Гадать на кофейной гуще было не время. Ольгерд притаился за стеной у двери, держа в правой руке последний заряженный пистоль, левой подцепил саблей шапку, лежащую рядом на табурете, и осторожно выставил ее в дверной проем. В уши ударил залп не меньше чем из трех стволов, шапку будто ветром смело, а за спиной зазвенело выбитое пулей стекло. Сквозь клубы порохового дыма в спальню, хрустя каблуками по доскам, ворвалось, сопя и ругаясь, сразу человек пять.
Не давая ворвавшимся осмотреться, Ольгерд сразу же выстрелил из второго пистоля, рубанул ближайшего врага по плечу и чертыхнулся — сабля звякнула о пластину наплечника.
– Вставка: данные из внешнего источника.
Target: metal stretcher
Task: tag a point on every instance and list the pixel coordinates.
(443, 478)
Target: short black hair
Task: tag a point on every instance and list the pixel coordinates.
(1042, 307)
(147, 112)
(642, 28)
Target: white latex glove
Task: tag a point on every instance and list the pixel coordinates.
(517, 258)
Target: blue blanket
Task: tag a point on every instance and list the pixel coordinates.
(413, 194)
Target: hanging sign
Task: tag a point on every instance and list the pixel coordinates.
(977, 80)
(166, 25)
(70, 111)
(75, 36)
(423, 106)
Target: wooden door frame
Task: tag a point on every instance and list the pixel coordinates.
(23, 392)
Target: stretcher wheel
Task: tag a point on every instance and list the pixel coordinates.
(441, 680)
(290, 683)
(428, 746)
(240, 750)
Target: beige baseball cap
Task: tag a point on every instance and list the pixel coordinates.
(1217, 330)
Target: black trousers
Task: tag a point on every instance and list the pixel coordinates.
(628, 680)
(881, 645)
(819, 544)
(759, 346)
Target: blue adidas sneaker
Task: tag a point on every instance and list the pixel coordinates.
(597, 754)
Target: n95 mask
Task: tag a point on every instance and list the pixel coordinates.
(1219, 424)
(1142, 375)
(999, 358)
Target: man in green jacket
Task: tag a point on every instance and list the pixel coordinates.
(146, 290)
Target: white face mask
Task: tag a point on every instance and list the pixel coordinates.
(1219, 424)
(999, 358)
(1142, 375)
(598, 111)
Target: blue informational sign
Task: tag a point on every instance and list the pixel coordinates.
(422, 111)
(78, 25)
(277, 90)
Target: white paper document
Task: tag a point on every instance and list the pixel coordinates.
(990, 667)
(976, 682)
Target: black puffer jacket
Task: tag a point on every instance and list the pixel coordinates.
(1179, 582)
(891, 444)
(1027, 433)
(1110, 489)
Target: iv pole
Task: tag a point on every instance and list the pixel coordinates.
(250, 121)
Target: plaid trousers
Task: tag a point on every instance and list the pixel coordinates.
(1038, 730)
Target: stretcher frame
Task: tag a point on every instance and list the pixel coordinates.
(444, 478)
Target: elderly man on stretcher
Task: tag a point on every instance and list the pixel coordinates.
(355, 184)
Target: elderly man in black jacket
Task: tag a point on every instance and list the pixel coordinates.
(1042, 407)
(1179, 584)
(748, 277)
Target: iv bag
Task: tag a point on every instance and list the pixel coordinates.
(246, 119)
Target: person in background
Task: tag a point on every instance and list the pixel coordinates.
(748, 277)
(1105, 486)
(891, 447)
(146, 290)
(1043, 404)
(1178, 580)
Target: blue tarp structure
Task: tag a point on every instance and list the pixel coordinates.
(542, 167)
Не давая противнику опомниться Ольгерд коротким замахом хлестко ударил его любимым своим приемом — по переносице. Непрошеный гость уронил оружие и схватился руками за лицо, но из-за его спины на Ольгерда начали надвигаться сразу трое. Судя по внешнему виду — не разбойники Душегубца и не городские грабители, а европейские наемники. Вооруженные тяжелыми пехотными палашами, в дорогих добротных доспехах они с ходу оценили, что имеют дело с крайне опасным противником, и стали, расходясь, загонять его в угол.
При такой расстановке сил о том, кто выйдет победителем из схватки, можно было и не гадать. Единственное, к чему мог стремится Ольгерд, так это подороже продать свою жизнь. Не дожидаясь одновременного нападения с трех сторон он, не издавая ни звука, бросился на крайнего справа. Отвел в сторону подставленный под саблю клинок и, моля бога, чтобы не угодить во вшитую под кожаный нагрудник стальную пластину, и всем корпусом нанес сокрушительный колющий удар под дых. Приготовившийся к фехтованию противник не успев понять, что произошло, рухнул на пол.
Ольгерд отскочил обратно к стене, ожидая слаженной атаки двух оставшихся, но те почему-то не спешили воспользоваться своим преимуществом. Он скосил глаза в глубину спальни и понял в чем дело. Посреди комнаты, оскалив зубы, словно загнанная лиса, стояла смуглокожей бронзовой статуей Фатима. Уснула она обнаженной, и теперь из всей разбросанной по спальне одежды на ней был один лишь кожаный широкий ремень. Боевой азарт бывшей телохранительницы султана мигом превратил ласковую, изнывающую от любовной неги восточную девушку в настоящую фурию. Глаза Фатимы горели черными пронизывающими углями, волосы ее, растрепанные с вечера, торчали в стороны, губы перекосила хищная ухмылка охотящейся куницы, а грудь вздымалась от частого дыхания. Выглядела девушка столь возбуждающе, что Ольгерд оторвал от нее взгляд, лишь услышав шевеление в дверном проеме, Не успел он приготовиться к бою, как Фатима, издав короткий рык рассерженной пантеры, швырнула метательный нож. Ближайший к ней наемник рухнул навзничь сгребая дрожащими пальцами рукоятку, наполовину вошедшую прямо в глазницу.